Fractons, as a new type of exotic quasiparticle, have attracted immense attention due to their unique properties. Here, we construct a connection between fractons and polarons. We derive microscopic situations in which polarons and their two-body bound states, known as bipolarons, map exactly on to fractons and their two-body counterparts, dipoles. Highlighted as Editor's Suggestion.
Frustrated fractons: Fractons, a new type of quasiparticles, have attracted attention due to their unusual mobility constraints. But, where can we find fractons in the lab? We show that frustration of the background due to hole motion in hole-doped antiferromagnets produces fractonic quasiparticles.
Rydberg Fermi polaron? We show that an atom excited to a Rydberg state in an atomic Fermi gas realizes an exotic state, dubbed Rydberg Fermi superpolaron, in which the Rydberg atom encircles the background atoms in the space between its nucleus and it Rydberg electron, and the Pauli principle manifests as a rotional blockade to excitations. See https://en.wikipedia.org/wiki/Rydberg_polaron for more information about Rydberg polarons.
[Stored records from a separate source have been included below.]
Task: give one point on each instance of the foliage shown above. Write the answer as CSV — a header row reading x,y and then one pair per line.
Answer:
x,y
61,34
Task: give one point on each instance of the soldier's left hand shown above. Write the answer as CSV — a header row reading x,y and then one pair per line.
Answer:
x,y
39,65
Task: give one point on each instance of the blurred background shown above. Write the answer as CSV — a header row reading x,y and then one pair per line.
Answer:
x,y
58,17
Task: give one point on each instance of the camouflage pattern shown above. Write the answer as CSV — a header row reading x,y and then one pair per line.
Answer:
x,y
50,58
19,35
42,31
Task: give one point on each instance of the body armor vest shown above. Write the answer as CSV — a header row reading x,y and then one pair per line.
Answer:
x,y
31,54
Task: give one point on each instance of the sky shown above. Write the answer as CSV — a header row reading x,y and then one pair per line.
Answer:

I actively engage in the study of quantum mechanics of large ensembles of particles in condensed systems, collectively refered to as quantum matter. This includes quantum materials composed of atomic, molecular or organic constituents, chemical systems such as molecules, and cold atomic or molecular gases. I use first-principle modeling of experiments as a starting point, which often requires _ab initio_ methods to characterize the system's electronic structure. This is combined with many-body approaches to study emergent quantum states. My goal is to discover new emergent quantum behavior in fundamental models of correlated systems and in technologically promising platforms.
Bipolarons shed off extra weight: Normally two polarons form a bipolaron by increasing their net potential energy. As a result, the two polarons tend to remain spatially close to each other, and the bipolaron becomes heavy. Here, we show that polarons can bind by increasing their kinetic energy, leading to light bipolarons and a possible new mechanism for high-temperature superconductivity.
Quantum mechanics freezes a hot plasma: We show that Rydberg molecules in a quenched molecular plasma interfere to form a stable long-lived localized state. Randomness in the Rydberg plasma acts decisively to freeze the dynamics of Rydberg excitations in a process suggestive of many-body localization, explaining recent experimental observations.